The Opp Police Department posted the religion-laden, all-caps message to its Facebook page on Tuesday, according to the Freedom From Religion Foundation (FFRF).
“There have been five murders in Covington County in 2018,” the since-deleted post read. “These murders have been done by our young people.”
“This is happening because we have turned away from God and embraced Satan,” the department said. “We may have not meant to do it, but have. It is time to ask for God’s help to stop this.”
The agency also implored adults to “be parents and raise [your] children,” and to “fully support law enforcement and stand by the officers and deputies that are far too often having to walk into these dangerous situations and clean up the mess.”
“It’s time to stand up and be responsible,” the post read.
On Wednesday, the FFRF sent a letter to Opp Police Department administrators regarding “citizen concerns over religious promotion on the department’s Facebook page.”

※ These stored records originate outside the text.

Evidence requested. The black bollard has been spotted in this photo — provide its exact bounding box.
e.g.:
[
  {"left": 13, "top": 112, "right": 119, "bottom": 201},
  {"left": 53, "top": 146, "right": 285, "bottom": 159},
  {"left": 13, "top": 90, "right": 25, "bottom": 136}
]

“Our purposes are to protect the constitutional separation between state and church, and to educate the public on matters related to nontheism,” the letter read. “The department’s promotion and rejection of specific religious beliefs – turning toward ‘GOD’ and away from ‘SATAN” – is illegal.”

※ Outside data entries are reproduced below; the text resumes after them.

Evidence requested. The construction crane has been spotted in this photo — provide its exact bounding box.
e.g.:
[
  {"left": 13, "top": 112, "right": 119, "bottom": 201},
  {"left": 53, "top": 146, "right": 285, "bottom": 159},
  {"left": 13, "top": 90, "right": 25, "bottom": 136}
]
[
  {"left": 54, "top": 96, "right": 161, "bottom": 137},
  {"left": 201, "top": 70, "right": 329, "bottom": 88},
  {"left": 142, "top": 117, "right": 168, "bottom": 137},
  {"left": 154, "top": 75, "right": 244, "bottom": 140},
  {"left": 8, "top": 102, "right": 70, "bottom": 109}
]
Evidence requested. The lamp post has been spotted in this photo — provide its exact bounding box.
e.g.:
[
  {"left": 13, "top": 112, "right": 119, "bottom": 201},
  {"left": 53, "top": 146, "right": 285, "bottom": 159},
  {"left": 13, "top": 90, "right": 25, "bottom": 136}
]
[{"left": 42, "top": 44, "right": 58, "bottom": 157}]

“Our Constitution’s Establishment Clause…dictates that the government cannot in any way endorse religion,” the FFRF argued. “By including religious messages in this otherwise important post, the department conveys a message to those who do not believe in ‘GOD’ that they are not ‘favored members of the political community.’”
Because the Opp Police Department “decried Satanism,” excluded “minority religions and atheism,” and “directly endorsed” a single religious ideology, they needlessly alienated citizens with different beliefs, and "turned them into outsiders in their own community,” the FFRF wrote.

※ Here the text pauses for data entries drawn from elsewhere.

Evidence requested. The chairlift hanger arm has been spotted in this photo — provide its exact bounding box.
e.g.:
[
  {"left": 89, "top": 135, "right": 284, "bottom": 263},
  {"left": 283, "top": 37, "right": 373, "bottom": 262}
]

“It is the height of hypocrisy to call for a reduction in crime through an act that itself breaks the law,” the FFRF said.
The letter demanded that the department remove the religious references in the post, and that it refrain from posting similar ideology in the future.
“There is no need to expose the department and the City of Opp to…liability by creating the appearance of religious favoritism by the department,” the letter read. “Please inform us in writing of the steps taken to respect the rights of conscience of all Opp residents, regardless of their personal religious or nonreligious beliefs.”
The department ultimately deleted the post, but has not responded to requests for comment, the Associated Press reported.